En parallèle, d’autres rencontres m’ont mis les pieds dans l’univers chorégraphiques et je suis devenu co-directeur artistique, administrateur, scénographe, webmaster, homme à tout faire de la Cie Lanabel de 1998 à 2018..

En 2009, j’ouvre une première galerie dans un petit village d’Isère, Barraux, une bonne raison pour acheter encore plus.
En 2012, je me retrouve au Burkina-Faso pour une tournée dans les Centres Culturels Français de Ouagadougou et Bobo-Dioulasso de la pièce Rawar (Cie Lanabel), dont la thématique portait sur les états de violence.
Je fais le tour des ateliers afin de voir si je ne pourrais pas ramener une œuvre du Burkina-Faso en souvenir et j’apprends, aux dépends de mes finances, que je ressemble à un portefeuille sur patte.
Lessivé, rincé, il ne me restait plus rien en poche après ce séjour et je n’avais ramené que de pâles copies.
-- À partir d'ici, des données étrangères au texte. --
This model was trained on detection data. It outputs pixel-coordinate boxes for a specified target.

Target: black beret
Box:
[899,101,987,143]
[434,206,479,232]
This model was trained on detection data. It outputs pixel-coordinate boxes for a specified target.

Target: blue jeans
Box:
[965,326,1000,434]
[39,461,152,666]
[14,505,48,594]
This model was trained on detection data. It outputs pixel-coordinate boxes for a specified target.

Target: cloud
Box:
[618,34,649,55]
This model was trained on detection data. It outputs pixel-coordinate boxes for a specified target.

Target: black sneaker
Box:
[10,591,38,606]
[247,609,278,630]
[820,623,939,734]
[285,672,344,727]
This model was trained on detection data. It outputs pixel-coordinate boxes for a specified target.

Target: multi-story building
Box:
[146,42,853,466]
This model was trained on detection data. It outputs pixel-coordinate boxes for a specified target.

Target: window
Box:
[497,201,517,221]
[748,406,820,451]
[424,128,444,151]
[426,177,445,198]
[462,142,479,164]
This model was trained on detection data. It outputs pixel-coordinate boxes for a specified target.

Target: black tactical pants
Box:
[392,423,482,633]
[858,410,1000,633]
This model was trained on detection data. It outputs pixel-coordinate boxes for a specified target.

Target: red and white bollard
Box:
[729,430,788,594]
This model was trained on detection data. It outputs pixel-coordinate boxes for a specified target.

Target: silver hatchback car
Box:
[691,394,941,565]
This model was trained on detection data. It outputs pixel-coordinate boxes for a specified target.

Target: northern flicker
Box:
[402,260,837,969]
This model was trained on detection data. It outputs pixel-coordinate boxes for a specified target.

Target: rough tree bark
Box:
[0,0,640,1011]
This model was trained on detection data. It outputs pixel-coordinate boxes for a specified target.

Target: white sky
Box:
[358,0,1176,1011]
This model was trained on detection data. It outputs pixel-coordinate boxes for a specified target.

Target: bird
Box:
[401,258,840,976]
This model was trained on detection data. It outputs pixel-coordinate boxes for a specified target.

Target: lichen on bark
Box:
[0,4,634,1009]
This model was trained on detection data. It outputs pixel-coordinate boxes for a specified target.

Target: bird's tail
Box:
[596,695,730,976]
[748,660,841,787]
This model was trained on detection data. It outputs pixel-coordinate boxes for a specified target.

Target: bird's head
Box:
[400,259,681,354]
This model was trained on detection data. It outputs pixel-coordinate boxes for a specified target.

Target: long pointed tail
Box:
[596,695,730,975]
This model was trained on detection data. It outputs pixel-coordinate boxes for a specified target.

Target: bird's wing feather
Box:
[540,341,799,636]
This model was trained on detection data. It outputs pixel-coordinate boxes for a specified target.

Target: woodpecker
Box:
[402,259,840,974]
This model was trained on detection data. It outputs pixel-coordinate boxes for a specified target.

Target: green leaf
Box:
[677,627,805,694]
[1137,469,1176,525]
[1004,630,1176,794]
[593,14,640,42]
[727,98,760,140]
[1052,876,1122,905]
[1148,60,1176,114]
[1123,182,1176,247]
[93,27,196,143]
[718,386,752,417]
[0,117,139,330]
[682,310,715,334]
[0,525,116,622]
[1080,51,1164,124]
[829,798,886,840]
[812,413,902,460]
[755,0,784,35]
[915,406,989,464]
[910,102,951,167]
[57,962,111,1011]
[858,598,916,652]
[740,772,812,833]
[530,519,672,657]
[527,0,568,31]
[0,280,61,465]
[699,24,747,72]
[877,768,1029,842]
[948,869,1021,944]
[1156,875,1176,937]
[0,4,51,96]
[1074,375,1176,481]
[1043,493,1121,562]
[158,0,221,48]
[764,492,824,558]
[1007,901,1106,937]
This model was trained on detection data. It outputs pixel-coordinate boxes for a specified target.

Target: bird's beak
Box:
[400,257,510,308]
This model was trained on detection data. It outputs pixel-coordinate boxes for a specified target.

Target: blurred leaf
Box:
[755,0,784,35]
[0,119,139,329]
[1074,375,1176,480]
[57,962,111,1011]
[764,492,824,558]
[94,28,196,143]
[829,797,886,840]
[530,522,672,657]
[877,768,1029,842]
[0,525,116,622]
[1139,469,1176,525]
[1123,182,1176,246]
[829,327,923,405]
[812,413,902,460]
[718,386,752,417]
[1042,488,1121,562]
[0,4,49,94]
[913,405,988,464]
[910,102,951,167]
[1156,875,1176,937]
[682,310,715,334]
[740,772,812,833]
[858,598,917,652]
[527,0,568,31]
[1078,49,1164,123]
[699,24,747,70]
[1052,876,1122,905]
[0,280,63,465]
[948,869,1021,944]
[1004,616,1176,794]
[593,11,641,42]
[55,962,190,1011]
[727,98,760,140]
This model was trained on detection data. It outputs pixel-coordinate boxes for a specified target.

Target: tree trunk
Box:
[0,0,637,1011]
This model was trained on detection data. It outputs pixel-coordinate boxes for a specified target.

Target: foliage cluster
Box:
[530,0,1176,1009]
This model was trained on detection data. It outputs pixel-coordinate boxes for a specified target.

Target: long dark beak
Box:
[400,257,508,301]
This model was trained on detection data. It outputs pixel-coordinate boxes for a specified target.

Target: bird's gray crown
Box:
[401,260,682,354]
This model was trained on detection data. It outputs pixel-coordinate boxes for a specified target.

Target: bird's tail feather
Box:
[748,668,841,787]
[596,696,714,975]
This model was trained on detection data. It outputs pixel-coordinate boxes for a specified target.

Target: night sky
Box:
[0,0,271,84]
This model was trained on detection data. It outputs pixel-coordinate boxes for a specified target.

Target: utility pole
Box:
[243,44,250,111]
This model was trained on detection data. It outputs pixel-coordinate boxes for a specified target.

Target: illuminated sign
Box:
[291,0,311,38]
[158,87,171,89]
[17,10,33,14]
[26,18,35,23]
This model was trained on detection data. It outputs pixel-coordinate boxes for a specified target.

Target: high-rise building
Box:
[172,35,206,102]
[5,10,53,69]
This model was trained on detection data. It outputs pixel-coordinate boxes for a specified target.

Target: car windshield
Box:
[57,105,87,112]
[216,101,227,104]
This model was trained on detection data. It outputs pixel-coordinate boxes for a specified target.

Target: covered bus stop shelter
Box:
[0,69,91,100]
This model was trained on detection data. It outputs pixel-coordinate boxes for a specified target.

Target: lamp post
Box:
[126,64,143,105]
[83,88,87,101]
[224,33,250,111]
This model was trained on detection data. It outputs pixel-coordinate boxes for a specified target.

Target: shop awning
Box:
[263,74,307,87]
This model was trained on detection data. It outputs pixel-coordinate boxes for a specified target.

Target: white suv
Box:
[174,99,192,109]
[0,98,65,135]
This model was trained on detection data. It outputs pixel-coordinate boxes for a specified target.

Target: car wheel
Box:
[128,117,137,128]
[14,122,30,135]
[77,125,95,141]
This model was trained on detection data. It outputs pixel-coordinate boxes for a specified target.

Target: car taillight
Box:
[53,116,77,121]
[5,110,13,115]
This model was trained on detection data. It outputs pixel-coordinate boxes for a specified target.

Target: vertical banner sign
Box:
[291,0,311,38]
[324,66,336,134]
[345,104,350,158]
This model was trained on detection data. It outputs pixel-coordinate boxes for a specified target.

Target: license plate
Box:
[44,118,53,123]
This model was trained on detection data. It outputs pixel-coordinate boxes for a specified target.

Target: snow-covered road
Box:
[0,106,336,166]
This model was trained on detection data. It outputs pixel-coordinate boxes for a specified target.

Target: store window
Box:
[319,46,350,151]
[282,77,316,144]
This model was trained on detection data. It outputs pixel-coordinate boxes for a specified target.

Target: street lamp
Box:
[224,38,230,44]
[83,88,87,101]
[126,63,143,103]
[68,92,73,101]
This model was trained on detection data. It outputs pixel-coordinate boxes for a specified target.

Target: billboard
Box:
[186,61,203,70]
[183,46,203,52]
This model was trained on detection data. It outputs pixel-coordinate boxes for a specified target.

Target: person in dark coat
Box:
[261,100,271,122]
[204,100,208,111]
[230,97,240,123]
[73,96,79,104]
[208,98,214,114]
Formateur !

Ce premier séjour m’a permis de prendre contact avec Abou Traoré, un artiste bronzier de Bobo-Dioulasso, une rencontre qui allait changer ma vie.
Nous avons commencé à collaborer ensemble, j’ai introduit son travail dans le décor d’une des pièces de la Cie Lanabel “Atropos”, puis j’ai organisé quelques expositions et ateliers en France.
Pendant l’été 2018 et pour des raisons familiales, je me retrouve à nouveau à Bergen en Norvège en train de faire des grands écarts entre Norvège, France et Burkina Faso.
En 2019, prévenu de l’organisation de la première BISO (Biennale internationale de sculpture de Ouagadougou), j’ai motivé les acteurs de la scène burkinabè pour que nous organisions ensemble un premier BISO Off together.
A partir de là, une nouvelle aventure est en train de se mettre en place, qui j’espère recevra un bel accueil.